After spending most of his pre-show time sitting behind his amp, waiting for his backing band (second guitar, bass guitar, drums and keys) to arrive, Kirkland suffered a little from a hurried soundcheck (this apparently stemming from the fact that the ballroom was occupied all day by Genghis Con). However, once he got going, he gathered an appreciative crowd from the still-sparse patronage of the ballroom. Kirkland specializes in a mix of electric dance blues and soul – the kind of music the encompassing term “rhythm and blues” was first invented to cover. On some songs, you could practically hear a horn section, and it was hard not to imagine the kind of show Kirkland could put on if he had the full band his music deserves. Building up steam throughout his set, it felt like Kirkland had really just hit his peak when his time was over, and the 87-year-old “Gypsy of the Blues” with the jewel-bedecked guitar exited the stage to the cheers of a now switched-on audience.
The Alarm Clocks
Formed in Parma, Ohio, in 1965, the Alarm Clocks took a long time off when guitarist Bruce Boehm was drafted into the army in 1967. Their music resurfaced in 1983 when their songs “Yeah” and “No Reason to Complain” were included on the first Back from the Grave compilation (a series credited with inspiring Jon Spencer to begin his career in music), and Norton Records released an Alarm Clocks album culled from early recordings in 2000. The band reformed in 2006 and have put out their second album since that time, Wake Up.

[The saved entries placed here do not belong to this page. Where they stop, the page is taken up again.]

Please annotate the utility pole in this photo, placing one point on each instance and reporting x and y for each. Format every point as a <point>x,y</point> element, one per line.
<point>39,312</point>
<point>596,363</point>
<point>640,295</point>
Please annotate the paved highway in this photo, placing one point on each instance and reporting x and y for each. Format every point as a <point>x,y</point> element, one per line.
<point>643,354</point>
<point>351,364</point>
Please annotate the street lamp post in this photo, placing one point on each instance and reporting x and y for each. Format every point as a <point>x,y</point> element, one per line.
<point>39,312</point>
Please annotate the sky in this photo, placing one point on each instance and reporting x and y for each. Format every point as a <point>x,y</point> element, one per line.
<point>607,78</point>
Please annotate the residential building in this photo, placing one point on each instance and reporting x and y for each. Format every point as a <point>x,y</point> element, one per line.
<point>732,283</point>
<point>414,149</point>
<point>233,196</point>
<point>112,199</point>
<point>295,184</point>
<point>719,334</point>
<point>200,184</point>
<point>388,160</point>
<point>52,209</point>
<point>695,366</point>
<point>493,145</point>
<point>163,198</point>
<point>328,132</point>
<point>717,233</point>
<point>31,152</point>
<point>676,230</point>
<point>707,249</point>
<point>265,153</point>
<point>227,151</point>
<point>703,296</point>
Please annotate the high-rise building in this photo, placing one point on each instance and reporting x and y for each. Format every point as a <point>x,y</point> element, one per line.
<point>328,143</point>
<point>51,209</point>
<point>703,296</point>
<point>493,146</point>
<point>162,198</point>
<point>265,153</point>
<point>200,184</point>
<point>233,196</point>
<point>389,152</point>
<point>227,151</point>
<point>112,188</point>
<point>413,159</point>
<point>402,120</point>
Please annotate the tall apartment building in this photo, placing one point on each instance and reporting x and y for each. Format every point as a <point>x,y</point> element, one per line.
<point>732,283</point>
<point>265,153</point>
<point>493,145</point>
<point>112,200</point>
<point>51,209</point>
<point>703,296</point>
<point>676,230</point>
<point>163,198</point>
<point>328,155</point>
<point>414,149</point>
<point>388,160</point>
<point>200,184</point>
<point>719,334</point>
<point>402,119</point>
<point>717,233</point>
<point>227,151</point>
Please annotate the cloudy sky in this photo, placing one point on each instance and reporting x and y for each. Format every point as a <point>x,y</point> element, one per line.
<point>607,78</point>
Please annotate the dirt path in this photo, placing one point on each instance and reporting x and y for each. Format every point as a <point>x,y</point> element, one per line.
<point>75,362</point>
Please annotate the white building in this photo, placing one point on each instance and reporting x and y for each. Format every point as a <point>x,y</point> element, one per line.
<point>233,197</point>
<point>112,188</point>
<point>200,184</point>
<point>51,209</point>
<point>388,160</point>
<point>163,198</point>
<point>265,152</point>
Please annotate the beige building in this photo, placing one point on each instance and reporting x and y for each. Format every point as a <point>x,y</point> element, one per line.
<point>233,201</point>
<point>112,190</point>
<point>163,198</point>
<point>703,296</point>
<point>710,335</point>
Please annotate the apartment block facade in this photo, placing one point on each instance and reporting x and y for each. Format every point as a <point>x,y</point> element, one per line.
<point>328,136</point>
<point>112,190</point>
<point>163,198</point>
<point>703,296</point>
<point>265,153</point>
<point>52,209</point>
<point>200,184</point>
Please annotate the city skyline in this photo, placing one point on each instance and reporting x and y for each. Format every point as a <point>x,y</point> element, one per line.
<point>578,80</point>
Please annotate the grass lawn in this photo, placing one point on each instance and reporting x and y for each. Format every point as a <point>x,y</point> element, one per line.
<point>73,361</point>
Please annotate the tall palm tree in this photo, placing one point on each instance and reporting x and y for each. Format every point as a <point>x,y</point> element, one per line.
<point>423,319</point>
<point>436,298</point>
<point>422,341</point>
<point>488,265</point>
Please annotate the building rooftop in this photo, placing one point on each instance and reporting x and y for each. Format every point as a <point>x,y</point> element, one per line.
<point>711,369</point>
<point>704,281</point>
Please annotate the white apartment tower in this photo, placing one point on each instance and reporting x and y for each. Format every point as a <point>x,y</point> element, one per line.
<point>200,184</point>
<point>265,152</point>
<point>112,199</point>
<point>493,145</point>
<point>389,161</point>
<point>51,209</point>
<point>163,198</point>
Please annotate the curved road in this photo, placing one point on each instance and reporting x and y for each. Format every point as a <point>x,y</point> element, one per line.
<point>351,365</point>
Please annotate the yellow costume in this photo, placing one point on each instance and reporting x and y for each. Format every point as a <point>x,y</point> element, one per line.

While the Alarm Clocks are a fully competent band and bass player/vocalist Mike Pierce has an impressive scream, their straight-ahead ’60s garage rock felt a little too straight-ahead to me, and my interest in the music waned as the set went on (not even to be re-awakened by a cover of Bo Diddley’s “I’m Alright”, though this may have been a cover of a cover given that the Alarm Clocks call it “It’s Alright”, just as Spacemen 3 did when they recorded the song). But it should be taken into account that I have never been the biggest fan of this style of music, and the band received an enthusiastic reception from many in the audience, including the Gories.
Dan Kroha was going to have a good time with the Gories’ soundcheck whether the sound man liked it or not. The singer/guitarist/harmonica wailer is about 200 pounds of personality in a 100 pound frame and was a clear indicator that the Gories’ set of serious rockin’ was not going to be serious. As seems to be the case for any of singer/guitarist Mick Collins’ bands (see the Dirtbombs, the Screws, Blacktop, etc., ad naseum), energy was the name of the game.
Don’t know the Gories? Jack White sure does. Take a listen through the Gories’ catalogue, and you’ll easily catch the influence that the band – who formed in 1986, broke up in 1993 and reunited in 2009 – had on the White Stripes, right down to specific riffs.
Kicking off, appropriately, with “Hey Hey, We’re the Gories”, the Detroit three-piece – rounded out by Peg O’Neill on toms – immediately sawed into the skulls of the Beachland crowd (which seemed like it had gone through a complete rotation from the beginning of the night) with their trademark don’t-call-it-garage rock. They threw out songs like “Sister Ann”, “Feral” and “Telepathic” with bombast and love. Kroha looked like he was going to blow a nut as he wailed away on his harmonica during “You Don’t Love Me”, but, unfortunately, those of us positioned in front of Collins were unable to hear most of the fruits of Kroha’s labor (again, a less-hasty soundcheck would have been beneficial).
While the crowd was clearly a few steps behind Kroha, spurring him to comment midway through, “Oh, you liked that one, did you? Finally decided to wake up?”, they’d finally all caught up by the end. When the band returned for an encore, Kroha gave the audience the audience a loving middle finger before the Gories launched into a rowdy call-and-response version of “Thunderbird ESQ” and topped things off with “Nitroglycerine”.
Then, around 1:00 A.M., it was all over too soon. Like the best shows, the Gories leave you with excess energy and a jones for more, and I personally would be happy to see the Gories (and most any of Collins’ other bands) several nights in a row. And if you have even an inkling of interest in catching the Gories, don’t sit on it because Collins’ limited attention span – and the fact that O’Neill was reportedly pretty much done with the tour before it even began – may mean this reunion doesn’t last long.